Roasted Shredded Brussels Sprouts Caesar with Crispy Garlic Breadcrumbs

Yields: 8 servings

| Prep Time | Cook Time | Total Time |

|-----------|-----------|------------|

| 15 minutes | 15 minutes | 30 minutes |


Ingredients

  • 2 pounds Brussels sprouts, trimmed and finely shredded

  • 2 tablespoons olive oil

  • 1 teaspoon kosher salt, plus extra to adjust seasoning to taste

  • ½ teaspoon freshly ground black pepper, plus more for finishing

  • 2 tablespoons creamy Caesar dressing, plus extra if you prefer a saucier side dish

  • Juice from ½ fresh lemon

  • ¾ cup grated Parmesan cheese, divided (add more to taste if desired)

  • 1.5 cups fresh breadcrumbs

  • 2 tablespoons unsalted butter

  • 1 clove garlic, pressed or finely minced


Instructions

  1. Preheat your oven to 450 degrees F (235 degrees C), then line two large baking sheets with parchment paper or aluminum foil for quick, easy cleanup later.

  2. Add the shredded Brussels sprouts to a large mixing bowl, then toss with olive oil, salt, and pepper until every piece of sprout is evenly coated. Spread the mixture out into a thin, uniform layer across your prepared baking sheets.

  3. Roast the sprouts in the preheated oven for about 10 minutes, rotating the baking sheets halfway through cooking to ensure even browning. Once done, the sprouts will be lightly browned and crisp around the edges.

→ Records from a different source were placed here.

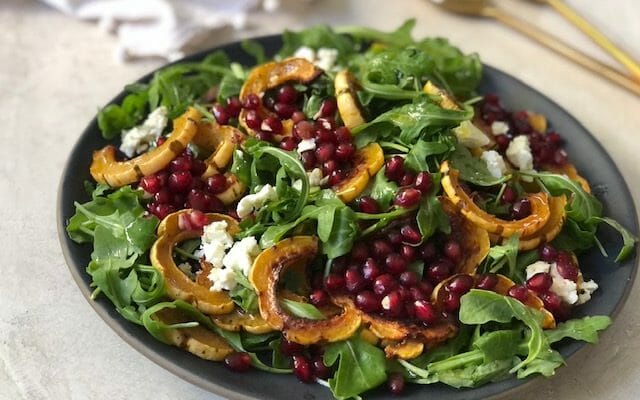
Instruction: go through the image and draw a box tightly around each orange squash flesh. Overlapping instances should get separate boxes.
[334,143,384,203]
[517,195,567,250]
[335,70,366,128]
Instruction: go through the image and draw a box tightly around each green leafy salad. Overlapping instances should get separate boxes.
[67,20,637,399]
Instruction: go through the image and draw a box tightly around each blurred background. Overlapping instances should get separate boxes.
[1,1,639,399]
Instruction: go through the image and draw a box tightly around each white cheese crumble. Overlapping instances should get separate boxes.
[491,121,509,136]
[196,221,233,268]
[525,260,552,279]
[525,260,598,305]
[208,267,238,292]
[506,135,533,171]
[222,237,261,277]
[293,46,339,71]
[453,121,490,148]
[119,106,168,158]
[236,184,278,219]
[297,138,317,153]
[293,168,328,191]
[577,279,599,305]
[480,150,507,179]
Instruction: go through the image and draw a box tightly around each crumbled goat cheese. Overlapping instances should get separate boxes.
[208,267,238,292]
[491,121,510,136]
[453,121,490,148]
[119,106,168,158]
[236,184,278,218]
[481,150,508,179]
[506,135,534,171]
[549,263,579,305]
[196,221,234,268]
[293,46,316,62]
[222,237,261,276]
[297,138,317,153]
[525,260,552,279]
[293,46,339,71]
[293,168,327,191]
[577,279,599,305]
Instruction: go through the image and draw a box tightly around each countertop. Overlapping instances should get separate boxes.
[1,0,639,399]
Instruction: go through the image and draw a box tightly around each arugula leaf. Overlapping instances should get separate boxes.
[450,145,511,186]
[545,316,612,344]
[482,235,521,282]
[515,349,564,379]
[279,298,326,320]
[369,168,399,209]
[97,90,149,139]
[417,194,451,241]
[322,206,358,259]
[404,138,451,172]
[324,337,387,399]
[590,217,638,262]
[278,25,357,63]
[337,19,416,47]
[472,329,523,362]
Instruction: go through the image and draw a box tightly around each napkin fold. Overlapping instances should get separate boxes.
[40,0,292,61]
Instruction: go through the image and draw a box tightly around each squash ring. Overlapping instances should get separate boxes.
[335,70,366,129]
[334,143,384,203]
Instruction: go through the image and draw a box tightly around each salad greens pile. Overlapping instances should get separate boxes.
[67,19,637,400]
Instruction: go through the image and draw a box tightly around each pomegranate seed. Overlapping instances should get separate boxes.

Remove them from the oven and let them cool completely to room temperature.

  4. While the sprouts cool, melt the butter in a skillet over medium heat. Add the pressed garlic and cook for just 30 seconds, until it becomes fragrant. Stir in the breadcrumbs and cook, stirring often, until the crumbs turn golden brown and crispy. Remove from heat and set aside.

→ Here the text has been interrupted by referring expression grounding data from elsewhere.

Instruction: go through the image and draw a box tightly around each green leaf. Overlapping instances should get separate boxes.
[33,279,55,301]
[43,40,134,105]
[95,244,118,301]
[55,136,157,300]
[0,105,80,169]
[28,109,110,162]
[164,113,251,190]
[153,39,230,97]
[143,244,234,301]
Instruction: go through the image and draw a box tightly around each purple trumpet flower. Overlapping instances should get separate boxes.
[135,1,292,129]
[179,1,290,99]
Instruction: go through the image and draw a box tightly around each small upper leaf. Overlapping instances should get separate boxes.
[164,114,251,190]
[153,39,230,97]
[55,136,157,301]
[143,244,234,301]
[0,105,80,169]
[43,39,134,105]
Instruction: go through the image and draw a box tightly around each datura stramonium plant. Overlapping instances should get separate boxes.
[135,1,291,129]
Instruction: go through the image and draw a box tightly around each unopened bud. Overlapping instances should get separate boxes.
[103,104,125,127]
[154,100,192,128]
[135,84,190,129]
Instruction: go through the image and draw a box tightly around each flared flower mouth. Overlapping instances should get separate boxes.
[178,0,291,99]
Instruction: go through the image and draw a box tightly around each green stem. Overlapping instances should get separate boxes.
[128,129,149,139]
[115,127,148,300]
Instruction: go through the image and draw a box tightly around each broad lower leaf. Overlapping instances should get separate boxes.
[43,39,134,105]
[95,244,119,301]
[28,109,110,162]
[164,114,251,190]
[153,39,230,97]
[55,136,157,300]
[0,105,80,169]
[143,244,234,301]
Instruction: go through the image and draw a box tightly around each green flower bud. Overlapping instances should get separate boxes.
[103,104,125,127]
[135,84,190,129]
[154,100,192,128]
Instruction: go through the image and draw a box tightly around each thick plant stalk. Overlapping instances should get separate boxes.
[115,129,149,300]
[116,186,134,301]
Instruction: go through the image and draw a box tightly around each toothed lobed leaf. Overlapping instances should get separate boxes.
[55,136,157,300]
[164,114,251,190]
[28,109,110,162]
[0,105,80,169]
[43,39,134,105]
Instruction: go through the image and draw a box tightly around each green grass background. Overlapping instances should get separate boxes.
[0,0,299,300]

  5. Add the cooled roasted sprouts back to your mixing bowl, then toss with Caesar dressing and fresh lemon juice. Taste and add extra salt and pepper if needed. Grate roughly ¼ cup of Parmesan over the sprouts with a microplane, then toss to combine evenly.

  6. Transfer the dressed sprouts to a serving platter, then sprinkle two-thirds of the crispy garlic breadcrumbs over the top. Grate a generous heaping layer of the remaining Parmesan (about ½ cup, add more for extra cheesy flavor) over the breadcrumbs, then finish by sprinkling the remaining breadcrumbs on top. Serve immediately.